L'atmosphère tendue dans la maison persista après le dîner. Une fois les parents de Wen entrés dans la chambre, Wen Yun entraîna rapidement Wen Lu et Ruan Yu dans la salle de musique.

« Tout ce que je peux dire, c'est que j'espère que tu travailleras dur une fois majeure et que tu t'efforceras de quitter cette famille au plus vite. » Wen Lu croisa les bras, impuissante. « Papa est indulgent aujourd'hui uniquement parce que tu n'as pas encore l'âge légal du mariage, et la famille Wen n'a besoin d'aucun allié ni d'aucune aide pour le moment. Quant à savoir combien de temps cette situation va durer, je ne peux pas te le garantir. »

« Nous comprenons. » Wen Yun soupira. « Frère, sais-tu quelque chose à propos de ce banquet ? Y a-t-il un concours de talents ou quelque chose comme ça ? »

« C'est un peu comme un bal classique en Europe », a déclaré Wen Lu. « Le spectacle mettra en vedette des artistes professionnels, et les invités auront une grande liberté. Ils pourront trinquer, discuter, ou, avec la permission de l'hôte, jouer du piano à l'intérieur ou danser dans des espaces désignés. »

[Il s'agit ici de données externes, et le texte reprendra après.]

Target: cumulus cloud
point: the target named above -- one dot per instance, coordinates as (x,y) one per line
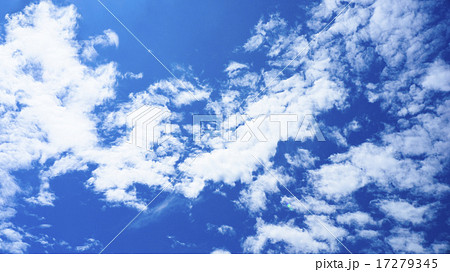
(405,212)
(313,239)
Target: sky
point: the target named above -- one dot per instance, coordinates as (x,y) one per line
(323,126)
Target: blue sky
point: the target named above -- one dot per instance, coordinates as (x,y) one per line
(375,81)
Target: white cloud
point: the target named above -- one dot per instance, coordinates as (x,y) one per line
(405,212)
(262,30)
(301,158)
(108,38)
(404,241)
(357,218)
(220,251)
(438,76)
(226,230)
(91,245)
(314,239)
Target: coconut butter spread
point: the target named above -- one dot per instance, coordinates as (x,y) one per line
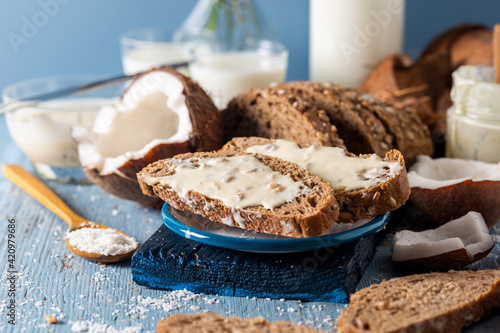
(473,122)
(332,164)
(238,181)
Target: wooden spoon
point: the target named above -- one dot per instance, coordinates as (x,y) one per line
(34,187)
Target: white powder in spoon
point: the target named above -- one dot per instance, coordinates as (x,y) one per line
(101,241)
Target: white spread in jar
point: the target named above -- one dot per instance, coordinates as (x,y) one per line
(473,122)
(43,131)
(332,164)
(238,181)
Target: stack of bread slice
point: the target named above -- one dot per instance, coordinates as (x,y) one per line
(309,212)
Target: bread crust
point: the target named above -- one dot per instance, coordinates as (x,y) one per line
(266,112)
(339,116)
(320,208)
(358,204)
(432,302)
(211,322)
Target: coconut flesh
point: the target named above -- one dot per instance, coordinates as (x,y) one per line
(152,112)
(447,188)
(454,244)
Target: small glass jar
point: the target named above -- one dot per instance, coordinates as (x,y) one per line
(473,122)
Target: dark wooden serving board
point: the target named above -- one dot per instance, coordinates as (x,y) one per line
(171,262)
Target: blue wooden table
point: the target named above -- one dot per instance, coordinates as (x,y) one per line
(50,280)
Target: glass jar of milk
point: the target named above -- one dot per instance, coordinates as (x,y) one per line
(144,48)
(224,73)
(348,38)
(238,51)
(43,131)
(473,122)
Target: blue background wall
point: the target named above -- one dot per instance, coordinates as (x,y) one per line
(82,36)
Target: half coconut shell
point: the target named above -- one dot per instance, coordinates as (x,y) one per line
(444,189)
(162,113)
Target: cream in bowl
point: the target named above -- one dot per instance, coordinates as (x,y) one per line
(43,131)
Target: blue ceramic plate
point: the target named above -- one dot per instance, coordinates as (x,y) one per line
(200,229)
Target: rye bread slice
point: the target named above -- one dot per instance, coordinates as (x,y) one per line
(364,123)
(360,129)
(309,214)
(433,302)
(356,204)
(214,323)
(266,113)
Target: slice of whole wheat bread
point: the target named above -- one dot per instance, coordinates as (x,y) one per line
(266,113)
(341,117)
(359,204)
(433,302)
(214,323)
(309,214)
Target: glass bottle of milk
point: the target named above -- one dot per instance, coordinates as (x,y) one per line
(348,38)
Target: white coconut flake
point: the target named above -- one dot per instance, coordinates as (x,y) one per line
(101,241)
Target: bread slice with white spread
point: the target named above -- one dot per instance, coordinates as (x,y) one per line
(365,185)
(432,302)
(256,192)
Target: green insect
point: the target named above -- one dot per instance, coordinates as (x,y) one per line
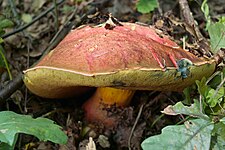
(183,67)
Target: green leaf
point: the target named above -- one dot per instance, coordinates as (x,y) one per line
(194,134)
(193,110)
(205,10)
(145,6)
(217,36)
(218,136)
(213,98)
(202,87)
(44,129)
(5,23)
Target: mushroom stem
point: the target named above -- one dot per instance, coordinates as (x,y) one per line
(105,97)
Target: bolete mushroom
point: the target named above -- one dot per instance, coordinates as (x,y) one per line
(119,59)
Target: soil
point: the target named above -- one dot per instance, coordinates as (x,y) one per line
(26,47)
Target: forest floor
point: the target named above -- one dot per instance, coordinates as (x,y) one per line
(26,47)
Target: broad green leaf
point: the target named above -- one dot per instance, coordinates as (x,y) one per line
(213,98)
(44,129)
(218,137)
(145,6)
(194,134)
(193,110)
(217,36)
(27,18)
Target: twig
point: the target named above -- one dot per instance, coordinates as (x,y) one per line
(192,28)
(134,126)
(32,22)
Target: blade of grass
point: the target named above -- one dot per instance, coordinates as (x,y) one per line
(5,61)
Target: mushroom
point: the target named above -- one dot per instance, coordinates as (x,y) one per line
(118,58)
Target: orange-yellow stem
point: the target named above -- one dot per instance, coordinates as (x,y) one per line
(105,97)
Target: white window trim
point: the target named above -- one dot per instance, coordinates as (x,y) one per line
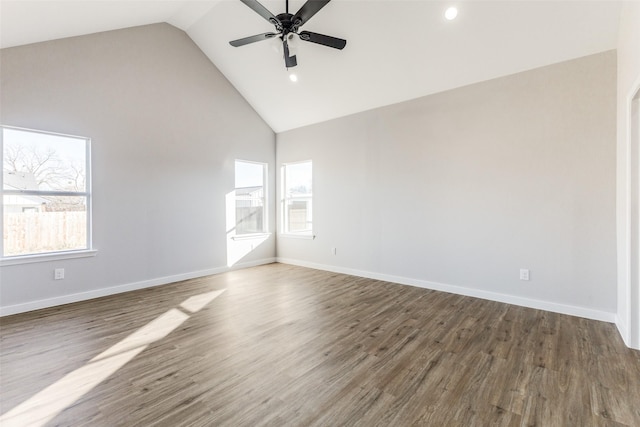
(46,257)
(250,236)
(51,256)
(306,235)
(265,201)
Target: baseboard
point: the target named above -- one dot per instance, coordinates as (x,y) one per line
(112,290)
(571,310)
(623,330)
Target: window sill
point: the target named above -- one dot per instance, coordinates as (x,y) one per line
(250,236)
(54,256)
(298,236)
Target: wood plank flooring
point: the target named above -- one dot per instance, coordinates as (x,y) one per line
(280,345)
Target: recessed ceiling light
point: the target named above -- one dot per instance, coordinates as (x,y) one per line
(451,13)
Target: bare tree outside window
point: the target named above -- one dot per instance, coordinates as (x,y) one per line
(45,192)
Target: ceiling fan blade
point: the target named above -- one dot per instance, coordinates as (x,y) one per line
(252,39)
(289,61)
(333,42)
(310,8)
(262,11)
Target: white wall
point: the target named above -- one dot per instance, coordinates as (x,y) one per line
(628,314)
(166,127)
(459,190)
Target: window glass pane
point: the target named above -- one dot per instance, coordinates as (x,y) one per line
(35,224)
(299,216)
(44,162)
(298,179)
(250,197)
(298,196)
(249,216)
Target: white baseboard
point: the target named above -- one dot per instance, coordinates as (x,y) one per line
(623,331)
(587,313)
(112,290)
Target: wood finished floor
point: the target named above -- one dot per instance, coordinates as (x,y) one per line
(289,346)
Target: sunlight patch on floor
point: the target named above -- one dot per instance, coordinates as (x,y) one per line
(51,401)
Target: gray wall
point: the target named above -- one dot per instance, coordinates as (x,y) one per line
(166,127)
(628,315)
(460,190)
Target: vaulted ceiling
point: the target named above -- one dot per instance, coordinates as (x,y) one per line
(396,50)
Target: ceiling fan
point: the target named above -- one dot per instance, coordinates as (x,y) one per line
(287,24)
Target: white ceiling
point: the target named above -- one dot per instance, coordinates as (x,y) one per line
(396,50)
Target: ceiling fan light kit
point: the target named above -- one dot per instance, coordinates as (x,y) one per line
(287,24)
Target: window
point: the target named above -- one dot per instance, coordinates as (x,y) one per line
(297,198)
(251,215)
(45,192)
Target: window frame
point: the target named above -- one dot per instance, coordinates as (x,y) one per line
(285,201)
(264,198)
(88,250)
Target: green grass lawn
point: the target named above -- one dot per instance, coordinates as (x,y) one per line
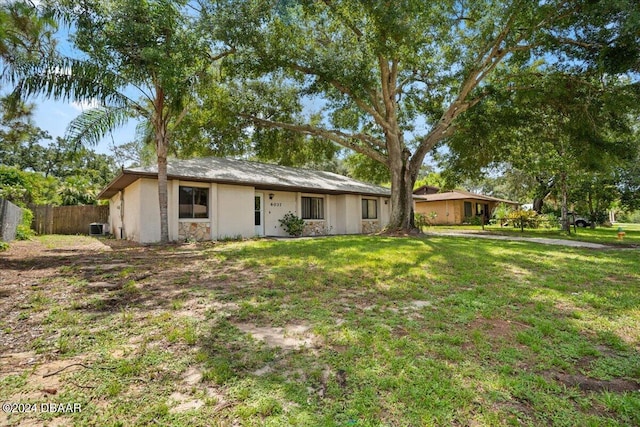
(396,332)
(604,235)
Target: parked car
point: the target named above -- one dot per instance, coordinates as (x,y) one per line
(580,221)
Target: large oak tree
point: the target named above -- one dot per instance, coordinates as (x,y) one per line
(391,78)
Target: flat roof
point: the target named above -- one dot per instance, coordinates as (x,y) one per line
(243,172)
(459,195)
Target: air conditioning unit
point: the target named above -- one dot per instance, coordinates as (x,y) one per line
(98,229)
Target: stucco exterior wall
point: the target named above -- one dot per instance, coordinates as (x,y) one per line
(232,213)
(115,221)
(197,229)
(348,214)
(447,211)
(148,220)
(235,211)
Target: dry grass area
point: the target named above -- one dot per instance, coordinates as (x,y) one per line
(351,330)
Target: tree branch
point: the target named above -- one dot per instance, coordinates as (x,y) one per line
(344,90)
(337,136)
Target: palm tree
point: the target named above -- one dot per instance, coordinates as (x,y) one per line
(140,60)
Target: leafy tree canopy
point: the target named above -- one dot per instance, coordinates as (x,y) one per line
(391,79)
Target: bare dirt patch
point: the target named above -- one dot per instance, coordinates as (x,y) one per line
(585,383)
(291,337)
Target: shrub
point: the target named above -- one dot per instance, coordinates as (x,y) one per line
(521,218)
(293,225)
(472,220)
(420,221)
(501,212)
(24,231)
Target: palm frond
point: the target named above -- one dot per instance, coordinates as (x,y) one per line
(69,79)
(92,125)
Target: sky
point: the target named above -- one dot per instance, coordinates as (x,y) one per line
(55,116)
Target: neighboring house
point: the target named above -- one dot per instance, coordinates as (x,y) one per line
(214,198)
(457,207)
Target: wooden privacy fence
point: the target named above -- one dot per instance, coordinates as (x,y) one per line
(10,218)
(67,219)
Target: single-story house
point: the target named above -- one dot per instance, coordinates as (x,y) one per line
(215,198)
(457,206)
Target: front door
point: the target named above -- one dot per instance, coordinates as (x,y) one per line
(258,214)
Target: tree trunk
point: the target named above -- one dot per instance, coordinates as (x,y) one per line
(537,204)
(565,217)
(403,177)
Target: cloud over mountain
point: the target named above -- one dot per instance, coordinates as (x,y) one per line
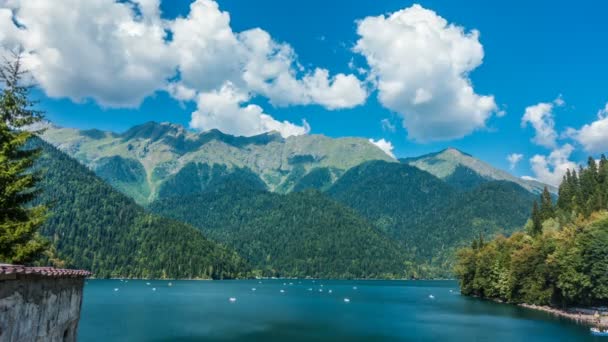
(420,64)
(117,53)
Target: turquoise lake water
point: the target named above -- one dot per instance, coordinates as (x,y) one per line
(377,311)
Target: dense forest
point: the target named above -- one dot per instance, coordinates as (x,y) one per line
(295,235)
(560,259)
(93,226)
(427,216)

Il marqua une pause, puis dit : « Cependant, comme vous êtes tous mineurs, vous n’êtes pas autorisés à consommer de l’alcool comme d’habitude, sauf s’il s’agit d’un cocktail sans alcool comme le « Cendrillon » ou d’un vin de fruits spécial à très faible teneur en alcool. »

« À quoi ressemblent les membres de la famille Shen ? » demanda Ruan Yu.

« Monsieur Shen est aimable et abordable, Madame Shen est douce et attentionnée, et les deux jeunes maîtres sont raffinés et beaux. » Après avoir terminé son discours, Wen Lu ajouta avec sarcasme : « Bien sûr, vous pouvez considérer ma description comme une simple impression. Tant que les convenances sont respectées, il n'y a pas lieu de s'en préoccuper. »

Comme le dit le proverbe, les personnes du même sexe se comprennent mieux, alors Wen Yun acquiesça sérieusement à son conseil.